Jakarta (Lampost.co) — Desain pemilu serentak yang digelar dalam satu tahun, baik Pemilu Legislatif dan Presiden 2024 pada Februari lalu dan Pemilihan Kepala Daerah (Pilkada) 2024 pada November mendatang, menjadi salah satu faktor penyebab sulitnya warga negara indonesia mendaftarkan diri sebagai calon kepala daerah dari jalur perseorangan atau independen.
Pakar hukum pemilu dari Universitas Indonesia Titi Anggraeni mengatakan keserentakkan itu membuat tahapan Pilkada 2024 menjadi tidak ideal.
“Penyelenggara, pemilih, dan peserta tidak akan sepenuhnya siap menyambut tahapan Pilkada 2024, termasuk pula dengan para aktor politik yang berencana maju di pilkada lewat jalur perseorangan,” kata Titi mengutip Mediaindonesia.com, Selasa, 14 Mei 2024.
Menurutnya, waktu persiapan yang mepet dan singkat membuat bakal pasangan calon (bapaslon) perseorangan tidak optimal dalam mengumpulkan dukungan pencalonan dari pemilih. Hal tersebut membuat persiapan para kandidat dilakukan serba tergesa-gesa, sehingga sulit untuk dapat optimal.
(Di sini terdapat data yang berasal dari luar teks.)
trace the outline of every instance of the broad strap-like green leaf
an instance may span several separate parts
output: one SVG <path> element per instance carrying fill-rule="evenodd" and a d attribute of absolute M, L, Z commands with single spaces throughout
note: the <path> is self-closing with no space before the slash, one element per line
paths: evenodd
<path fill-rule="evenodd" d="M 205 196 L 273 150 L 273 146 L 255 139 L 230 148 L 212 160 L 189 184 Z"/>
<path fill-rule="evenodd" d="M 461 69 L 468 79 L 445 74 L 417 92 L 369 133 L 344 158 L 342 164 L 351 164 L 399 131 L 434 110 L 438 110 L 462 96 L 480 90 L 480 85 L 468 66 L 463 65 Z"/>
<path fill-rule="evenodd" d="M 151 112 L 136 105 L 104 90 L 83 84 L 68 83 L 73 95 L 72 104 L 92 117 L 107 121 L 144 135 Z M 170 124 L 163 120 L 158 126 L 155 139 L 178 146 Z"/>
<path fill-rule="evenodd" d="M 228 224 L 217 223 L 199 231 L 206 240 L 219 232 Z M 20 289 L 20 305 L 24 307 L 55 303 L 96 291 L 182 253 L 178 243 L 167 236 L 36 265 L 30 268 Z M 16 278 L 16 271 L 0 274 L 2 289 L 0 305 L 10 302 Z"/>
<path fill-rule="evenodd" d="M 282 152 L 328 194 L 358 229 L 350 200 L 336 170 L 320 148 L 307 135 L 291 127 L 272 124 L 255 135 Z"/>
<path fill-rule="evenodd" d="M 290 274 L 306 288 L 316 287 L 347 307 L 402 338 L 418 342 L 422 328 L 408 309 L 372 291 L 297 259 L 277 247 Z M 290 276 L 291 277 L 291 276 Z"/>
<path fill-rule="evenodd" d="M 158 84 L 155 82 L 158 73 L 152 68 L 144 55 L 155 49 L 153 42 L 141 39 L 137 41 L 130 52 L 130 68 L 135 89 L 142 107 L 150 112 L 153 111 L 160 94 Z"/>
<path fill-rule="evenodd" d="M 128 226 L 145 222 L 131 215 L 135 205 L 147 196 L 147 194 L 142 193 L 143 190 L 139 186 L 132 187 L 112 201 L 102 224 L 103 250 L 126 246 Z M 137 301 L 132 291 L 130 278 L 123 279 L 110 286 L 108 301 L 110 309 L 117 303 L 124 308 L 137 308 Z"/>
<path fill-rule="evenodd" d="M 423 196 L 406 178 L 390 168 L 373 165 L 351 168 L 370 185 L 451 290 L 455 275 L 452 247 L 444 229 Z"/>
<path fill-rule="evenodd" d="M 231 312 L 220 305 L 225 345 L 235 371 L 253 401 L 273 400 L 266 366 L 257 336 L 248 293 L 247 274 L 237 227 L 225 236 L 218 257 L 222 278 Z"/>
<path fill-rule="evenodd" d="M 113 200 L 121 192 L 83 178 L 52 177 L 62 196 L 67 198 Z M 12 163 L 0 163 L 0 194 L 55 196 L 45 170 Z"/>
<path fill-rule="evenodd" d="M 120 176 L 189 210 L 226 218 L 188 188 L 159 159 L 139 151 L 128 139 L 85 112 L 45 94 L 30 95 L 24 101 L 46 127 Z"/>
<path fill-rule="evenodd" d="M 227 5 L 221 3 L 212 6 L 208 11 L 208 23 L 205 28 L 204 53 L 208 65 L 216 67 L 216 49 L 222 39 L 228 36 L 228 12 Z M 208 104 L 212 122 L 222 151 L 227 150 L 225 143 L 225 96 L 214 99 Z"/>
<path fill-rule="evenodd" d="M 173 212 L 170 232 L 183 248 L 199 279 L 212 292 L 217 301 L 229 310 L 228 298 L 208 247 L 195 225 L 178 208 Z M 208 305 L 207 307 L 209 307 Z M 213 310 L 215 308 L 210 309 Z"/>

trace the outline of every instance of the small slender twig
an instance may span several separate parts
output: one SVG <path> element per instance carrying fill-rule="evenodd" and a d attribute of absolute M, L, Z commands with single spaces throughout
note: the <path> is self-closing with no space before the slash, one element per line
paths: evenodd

“Desain pemilu dan pilkada serentak pada tahun yang sama makin membuat hambatan berlipat bagi calon perseorangan. Sebab harus mengumpulkan dukungan dari pemilih yang belum sepenuhnya siap untuk beralih fokus dari pemilu ke pilkada,” terang Titi.
Bukan Faktor Tunggal
Namun, keserentakkan bukan faktor tunggal sulitnya kandidat perseorangan maju dalam kontestasi pilkada. Titi berpendapat, pencalonan lewat jalur independen memang tidak pernah mudah. Selain syaratnya yang berat, kandidat juga perlu memiliki modal kapital yang besar.
Contoh konkretnya pengumpulan dukungan pemilih lewat foto copy KTP warga sebagai persyaratan. Oleh karena itu, kandidat perseorangan yang tidak di topang persiapan matang dan dukungan struktural tim pemenangan yang solit bakal kesulitan memenuhi segala macam persyaratan.
Titi berpendapat, partai politik nampaknya memang sengaja membuat perangkap. Yaitu dengan mempersulit syarat kandidat perseorangan yang di mulai sejak Pilkada 2015. Di sisi lain, KPU sebagai penyelenggara pemilu juga menerapkan proses verifikasi faktual lewat metode sensus.
“Di mana setiap dukungan akan di validasi kebenaran dan keabsahannya. Tentu sangat sulit jadinya untuk bisa lolos dari persyaratan dan proses verifikasi seperti itu,” pungkas Titi.